October 7-11 in theater, October 12-25 on-screen — Stiff. Written and performed by Sherry Jo Ward, an actor who has Stiff Person syndrome, a rare degenerative disease that slowly inhibits her mobility. It’s most definitely not an evening of doom and gloom. You should expect to laugh. Virtual viewing party and happy hour at 8:30 p.m. October 15.
October 14-18 in theater, October 19-November 1 on-screen — Chorus of Bears.The script, written and performed by Lucy Smith, explores one woman’s experience bearing her child, baring her soul and embracing her inner mama bear. Virtual viewing party and happy hour at 8:30 p.m. October 22.

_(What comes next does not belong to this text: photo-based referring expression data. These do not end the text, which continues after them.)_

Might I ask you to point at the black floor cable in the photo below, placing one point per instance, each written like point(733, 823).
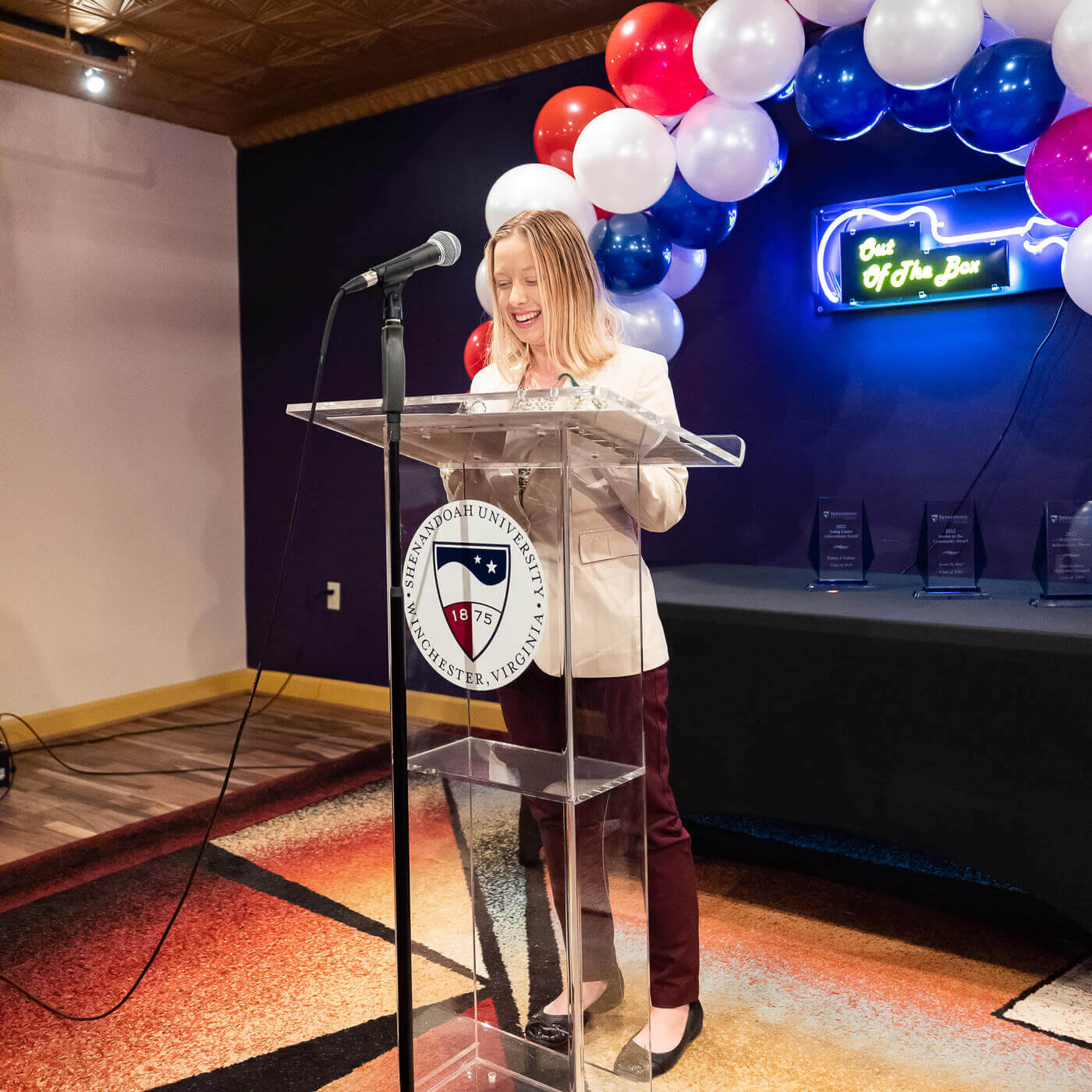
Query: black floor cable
point(246, 713)
point(11, 762)
point(41, 745)
point(1008, 424)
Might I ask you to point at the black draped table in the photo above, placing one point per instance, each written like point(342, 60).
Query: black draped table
point(957, 729)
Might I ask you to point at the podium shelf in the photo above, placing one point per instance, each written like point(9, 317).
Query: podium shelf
point(522, 770)
point(601, 428)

October 21-25 in theater, October 26-November 8 on-screen — rip. Written by Danielle Deadwyler and performed by Jasmine Thomas. Described as equal parts performance and domestic drama. It explores the collapse of a young couple’s marriage. Addae Afura Moon directs, with choreography by Anicka Austin. Virtual viewing party and happy hour at 8:30 p.m. October 29.
SIT-IN | Alliance Theatre
October 22-November 30. World premiere. Pearl Cleage, the Alliance Theatre’s playwright in residence, wrote this family show inspired by the 2010 book Sit–In: How Four Friends Stood Up by Sitting Down by Andrea Davis Pinkney and Brian Pinkney. It celebrates the power of young people to change history and is appropriate for all ages. The show features civil rights anthems and new freedom songs, with original music by actor-musician Eugene H. Russell IV. Los Angeles-based director, writer and producer Mark Valdez directs. It will stream on the company’s Alliance Theatre Everywhere network. Single tickets will go on sale soon. More details HERE.
SOUL-STICE REP 2.0
Those of us with longer (older) memories fondly recall Soul-stice Rep, which produced an annual repertory of classics (The Seagull, Long Day’s Journey Into Night, The Importance of Being Earnest, Great Expectations, A Streetcar Named Desire, Death of a Salesman) in the BackStage space at 7 Stages from 1992 to 2002. Five days ago, it trumpeted its return as a 2.0 version on Facebook. It was called “Soul-stice” because its shows were staged each December, during the winter solstice. Heidi McKerley helped lead that effort and returns now, along with husband Jeff McKerley.
The 28-person 2.0 company gets to work with a Zoom benefit October 16-18 that will feature readings of Lorraine Hansberry’s A Raisin in the Sun, directed by Patdro Harris; Shakespeare’s Much Ado About Nothing, directed by Jeff McKerley; and Anton Chekhov’s Three Sisters, adapted by Sarah Ruhl and directed by Heidi McKerley. Each begins at 7 p.m. More details HERE.